С утра, когда ещё так темно За окном, как в глубокой яме, Слышу, как трутся одно об одно Деревья, держась друг за друга корнями. И ухо ловит грохот и вой – Диалог недовольного моря с ветром. Солнце, обрамлённое бахромой Разорванных туч, стремится к рассвету, Чайки лапками крестят песок Пустынного в это время пляжа, И каждая готова сделать бросок К волне, увидев её поклажу. Укаченной рыбки раздутый каркас Лежит на виду, пейзаж нарушив. Слезою туманится рыбий глаз Глядя печально на море от суши.

 

Гавань

По утру подымается ветер-южак И на берег ползут ноздреватые льдины. Дремлют лодки в проржавленных гаражах, Сохнут сети, ажурные крылья раскинув. Отрезает стальной колеи полотно От шумихи базаров, от пёстрых лавчонок, Но известно и здесь о делах в казино, И о модах новейших фартовых девчонок. Руки гаванских леди блестят чешуёй, Но окрашены ногти их модно и ярко А во что приодеться им есть, и шмутьё Купят им мужики, и другое – в подарок. Хаты к морю вплотную приникли не зря, Хоть песок и ракушка заполнили землю. Ещё затемно в лодках ревут два «Вихря», А к обеду уж парни усталые дремлют. Опускается вечер и солнечный диск Проплывая над морем, спадает за кручи… Над Слободкой и Гаванью месяц повис, Словно камбала, взятая сетью паучьей. Здесь и раньше так было, лет сто, например, Жизнь текла, сохраняя природный обычай. Ей что прошлого боссы, что нынешний мэр. А главенствует то же – морская добыча.

 

Ночное

Солнце в море утонет без всплеска. И сразу Темноту надвигает, как штору, восток. И звезда, до того неприметная глазу Проявляется, словно из почки росток. Опустевшего пляжа унылая серость Укрывает дневного безумства следы. Прихотливое кружево пены оселось Намечая границу земли и воды. Это время моей непонятной печали. Неподвластной ни чувствам моим, ни уму. Я стою у воды и как будто прощаюсь Навсегда с этим миром, ушедшим во тьму. Всё вчерашнее стало песком и золою, Не разжечь огонька, не прочесть письмена. Всё, что будет – укрыто под гладью морскою, Адреса всех восторгов, всех бед имена. Знаю, завтра с утра, нарушая границы Море будет метаться, взрывая песок… И на пляже ожившем едва ль сохранится Неглубокими ямками след моих ног.

 

«Море морщится недовольно…»

Море морщится недовольно Собирая в гармошку лучи. Добровольно в очередь волны На песке спешат опочить. Чайки чертят графику чётко Рассекая простора грусть. Выползает тушею чёрной, Ржавым чудищем сухогруз. В океанах его качало Приближая бродяжью мечту – Привалиться лагом к причалу, Отдохнуть в грузовом порту. Не грусти, что к дуге горизонта Нам дотронуться не дано. Ты Азовским дыши озоном Опьяняющим, как вино.

 

«Я лето пропустил сквозь пальцы…»

Я лето пропустил сквозь пальцы Песком азовских жарких пляжей. Теперь по наледи спускаюсь К солёным сгусткам пенной пряжи. Ведь декабрит уже без шуток. Упал, качнувшись спирта столбик. И каждая секунда суток В объятиях мороза стонет. На ветках серебрится накипь Шершавых поцелуев снега. Как вопросительные знаки Фигуры ищущих ночлега.

 

«Если море под боком, о нём ли мечтать?..»

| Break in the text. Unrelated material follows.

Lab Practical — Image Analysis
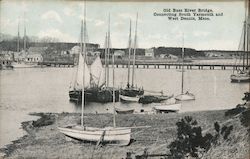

Если море под боком, о нём ли мечтать? Колыхается или бушует оно. Глубина маловата и трудно пристать Не врезаясь с размаха в песчаное дно. Пусть давно отошли времена каравелл Не забросили ветры привычку дуть, Заполняя осенней работой пробел Возведения вдоль побережья дюн. А фигура, бредущая по песку, Потерявший работу кабинок страж, Нагоняет при взгляде такую тоску, На какую не тянет и лунный пейзаж.